INFO! Vergiss nicht, dass wir hier von persönlichen Stressreaktionen sprechen, die dauerhaft zu Krankheiten führen. Wenn du ein normales Stressempfinden hast, was über das Normale nicht hinausgeht und du regelmäßig entspannst, sodass es nicht zu Dauerstress kommt, ist es auch völlig okay sehr ehrgeizig zu sein und bspw. eine volle Punktzahl in einer Klausur anzustreben. Aber wahrscheinlich denkt so eine Person dennoch nicht „ich bin wertlos und ein Versager, wenn ich nicht perfekt bin“, sondern „ich möchte eine volle Punktzahl und strenge mich an, setze mich gerne an den Schreibtisch, aber gönne mir auch Pausen, nehme mir Zeit gesund zu kochen und verurteile mich nicht, wenn es keine volle Punktzahl am Ende wird. Schließlich habe ich mein Bestes gegeben.“

4 Phänomene, die Stress verstärken sind Unachtsamkeit, negative Gedanken, fehlende Handlungsmöglichkeiten, fehlende Erholung. Wenn wir versuchen einen Gegenpol dafür zu finden, können wir uns von Stress zu entlasten.

Die 4 Gegenpole:

Achtsamkeit: wenn wir achtsam sind und bewusst unsere Gedanken, Gefühle und unser körperliches Wohlempfinden beobachten, dann können wir frühzeitig Warnsignale von zu hohem Stress erkennen. Dann können wir schnell und angenehm reagieren. Achtsamkeit ist gerade nahezu ein Trend. Du findest enorm viele Ratgeber dazu, Apps zum Meditieren (ich persönlich empfehle die kostenlose Version von Petit Bambu) und auch die von mir genutzte Achtsamkeitsakademie von Peter Beer (mit Studentenrabatt von 50 %).

Negative Gedanken: am besten stressverstärkende Gedanken zu positiven Gedanken umwandeln. Wie das geht? Das lernst du am Besten mit Achtsamkeitsratgebern. Aber kurz gesagt: achte bewusst auf deine Gedanken, nimm sie wahr und denke bewusst positiver bzw. liebevoller.

Handlungsmöglichkeiten: Strategien lernen, um Probleme zu lösen z.B. Zeitmanagement verbessern oder diesen Beitrag über Stress lesen und umsetzen.

Erholung: es geht dabei nicht darum gar nichts zu tun. Finde ein Verhältnis von passiven und aktiven Formen von Entlastung, z.B. Sport (aktiv) oder einen schönen Film im Kino ansehen (passiv).

Erholung

Oft sieht man die Erholung, ins. Freunde treffen und Hobbys, als entbehrlich während einer stressigen Phase. Allerdings kann das zu einem Teufelskreis führen.

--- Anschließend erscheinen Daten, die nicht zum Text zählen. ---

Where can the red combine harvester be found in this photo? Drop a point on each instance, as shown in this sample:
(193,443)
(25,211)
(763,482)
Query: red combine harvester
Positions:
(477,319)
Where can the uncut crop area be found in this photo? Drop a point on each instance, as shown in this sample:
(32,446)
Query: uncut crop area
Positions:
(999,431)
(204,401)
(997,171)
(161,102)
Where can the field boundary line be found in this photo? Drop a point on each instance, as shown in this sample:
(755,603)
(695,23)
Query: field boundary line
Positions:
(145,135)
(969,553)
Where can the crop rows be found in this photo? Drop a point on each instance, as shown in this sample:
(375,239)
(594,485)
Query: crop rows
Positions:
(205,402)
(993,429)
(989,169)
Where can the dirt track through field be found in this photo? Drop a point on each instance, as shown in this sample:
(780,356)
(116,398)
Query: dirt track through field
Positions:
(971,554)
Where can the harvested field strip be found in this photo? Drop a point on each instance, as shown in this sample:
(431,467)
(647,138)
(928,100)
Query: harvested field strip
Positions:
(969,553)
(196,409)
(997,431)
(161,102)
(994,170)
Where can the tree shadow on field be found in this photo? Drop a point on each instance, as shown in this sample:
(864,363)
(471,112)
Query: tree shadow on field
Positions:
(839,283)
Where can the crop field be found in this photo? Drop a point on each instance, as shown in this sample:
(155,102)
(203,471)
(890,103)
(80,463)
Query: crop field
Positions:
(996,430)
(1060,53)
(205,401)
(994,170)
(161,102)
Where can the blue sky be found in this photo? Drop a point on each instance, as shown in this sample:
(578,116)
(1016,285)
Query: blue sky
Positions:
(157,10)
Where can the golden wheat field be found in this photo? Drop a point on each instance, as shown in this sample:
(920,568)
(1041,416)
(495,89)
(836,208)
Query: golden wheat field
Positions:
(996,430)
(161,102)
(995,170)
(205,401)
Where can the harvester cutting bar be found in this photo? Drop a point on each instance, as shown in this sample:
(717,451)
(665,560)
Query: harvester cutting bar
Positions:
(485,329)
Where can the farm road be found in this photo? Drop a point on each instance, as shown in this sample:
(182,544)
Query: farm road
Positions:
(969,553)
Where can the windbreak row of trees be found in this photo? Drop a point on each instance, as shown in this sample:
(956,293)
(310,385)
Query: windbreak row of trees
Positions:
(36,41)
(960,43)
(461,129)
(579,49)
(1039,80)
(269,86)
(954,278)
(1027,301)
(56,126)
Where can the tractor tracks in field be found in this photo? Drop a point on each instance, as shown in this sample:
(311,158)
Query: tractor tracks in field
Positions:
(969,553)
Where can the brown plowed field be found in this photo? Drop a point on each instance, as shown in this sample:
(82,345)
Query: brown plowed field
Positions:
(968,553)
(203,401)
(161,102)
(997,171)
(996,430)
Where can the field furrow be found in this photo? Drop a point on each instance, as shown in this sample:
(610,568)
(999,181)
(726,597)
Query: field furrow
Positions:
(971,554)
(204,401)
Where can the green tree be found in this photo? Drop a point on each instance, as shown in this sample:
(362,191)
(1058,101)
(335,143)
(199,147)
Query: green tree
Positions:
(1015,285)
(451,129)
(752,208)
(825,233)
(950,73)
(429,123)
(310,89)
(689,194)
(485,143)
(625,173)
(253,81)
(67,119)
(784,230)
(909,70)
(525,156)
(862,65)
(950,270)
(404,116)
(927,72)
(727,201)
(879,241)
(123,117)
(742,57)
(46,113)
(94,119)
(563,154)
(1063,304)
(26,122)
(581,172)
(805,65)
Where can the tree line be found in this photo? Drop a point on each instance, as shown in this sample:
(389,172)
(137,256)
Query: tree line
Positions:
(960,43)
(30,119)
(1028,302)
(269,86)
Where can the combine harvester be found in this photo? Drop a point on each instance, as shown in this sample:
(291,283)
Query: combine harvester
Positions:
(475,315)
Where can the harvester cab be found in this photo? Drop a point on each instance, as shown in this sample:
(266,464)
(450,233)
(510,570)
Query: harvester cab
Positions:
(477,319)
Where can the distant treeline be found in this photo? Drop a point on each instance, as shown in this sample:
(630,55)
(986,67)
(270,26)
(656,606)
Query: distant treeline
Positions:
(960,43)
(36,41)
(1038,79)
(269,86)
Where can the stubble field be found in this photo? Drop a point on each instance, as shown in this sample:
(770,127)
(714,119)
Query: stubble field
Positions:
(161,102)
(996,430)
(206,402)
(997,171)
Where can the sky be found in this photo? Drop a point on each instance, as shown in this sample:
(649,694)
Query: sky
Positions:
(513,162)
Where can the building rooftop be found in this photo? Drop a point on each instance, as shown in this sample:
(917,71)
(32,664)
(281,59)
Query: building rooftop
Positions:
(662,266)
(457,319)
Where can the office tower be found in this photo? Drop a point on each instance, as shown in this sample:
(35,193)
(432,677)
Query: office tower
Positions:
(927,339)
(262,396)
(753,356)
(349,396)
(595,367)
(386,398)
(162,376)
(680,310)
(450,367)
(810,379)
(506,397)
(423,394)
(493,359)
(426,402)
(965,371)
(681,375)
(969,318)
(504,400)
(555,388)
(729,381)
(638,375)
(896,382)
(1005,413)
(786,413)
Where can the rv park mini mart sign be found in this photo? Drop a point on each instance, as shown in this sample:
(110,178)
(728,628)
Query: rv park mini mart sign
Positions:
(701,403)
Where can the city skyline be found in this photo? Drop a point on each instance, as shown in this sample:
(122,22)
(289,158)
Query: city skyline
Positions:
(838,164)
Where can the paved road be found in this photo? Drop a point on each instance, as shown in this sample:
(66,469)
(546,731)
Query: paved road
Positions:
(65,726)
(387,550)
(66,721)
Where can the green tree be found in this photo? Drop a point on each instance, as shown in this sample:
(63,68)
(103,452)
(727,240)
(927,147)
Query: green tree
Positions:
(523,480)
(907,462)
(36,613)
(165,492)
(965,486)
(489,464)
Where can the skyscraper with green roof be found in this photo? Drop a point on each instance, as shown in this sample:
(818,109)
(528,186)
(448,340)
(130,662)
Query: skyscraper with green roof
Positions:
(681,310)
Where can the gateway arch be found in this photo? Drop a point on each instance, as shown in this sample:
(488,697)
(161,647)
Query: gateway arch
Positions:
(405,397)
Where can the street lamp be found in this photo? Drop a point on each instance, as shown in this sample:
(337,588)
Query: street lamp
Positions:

Um die ideale Erholung zu finden, musst du erneut dich selbst reflektieren. Wie fühlst du dich? Bist du gereizt und unruhig, dann kann dir Yoga oder Mediation helfen. Belastet dich das permanente Denken, dann wird Sport das richtige sein. Hier geht es darum einen Ausgleich zu finden. Wenn du den ganzen Tag nur am Schreibtisch sitzt, wird das liegen auf dem Sofa keinen Erholungseffekt bieten. Bei starker Erschöpfung kann aber ein liegen auf dem Sofa Wunder wirken. Work-Life-Balance kann hier also wörtlich genommen werden. Reflektiere deine Gefühle und finde einen passenden Gegenpart dazu.

Hier sind meine Vorschläge:

  • Spazierengehen mit einer Kamera (bei Handy bitte Benachrichtigungen ausschalten) und nach Fotomotiven suchen. Mir hilft das immer total, da ich die Schönheit der Natur entdecke und die Probleme plötzlich klein erscheinen.
  • Meditation kann deine Gefühle sortieren. Im hektischen Alltag haben wir manchmal nie Zeit in uns zu blicken.
  • Mache eine Liste von Dingen, die dir tatsächlich eine Freude bereiten und nehme sie immer zur Hand, wenn du nicht weißt was du dir gutes tun sollst.

Nimm übermäßigen Stress ernst. Übe die oben genannten Strategien oder suche dir gezielt Ratgeber zu diesem Thema. So wirst du auch dauerhaft glücklich, leistungsstark und erfolgreich sein. Das noch so perfekte Zeugnis ist nichts mehr wert, wenn du am Ende mit Burnout im Bett liegst. Du bist es wert auf dich aufzupassen!

Deine Meinungsstreiterin ❤

Buchempfehlung: Radikal Stressfrei, Peter Beer; Mediation, Peter Beer; empfohlen von der psychologischen Beratungsstelle der Universität Würzburg: Von der Freude, den Selbstwert zu stärken, Friederike Potreck-Rose.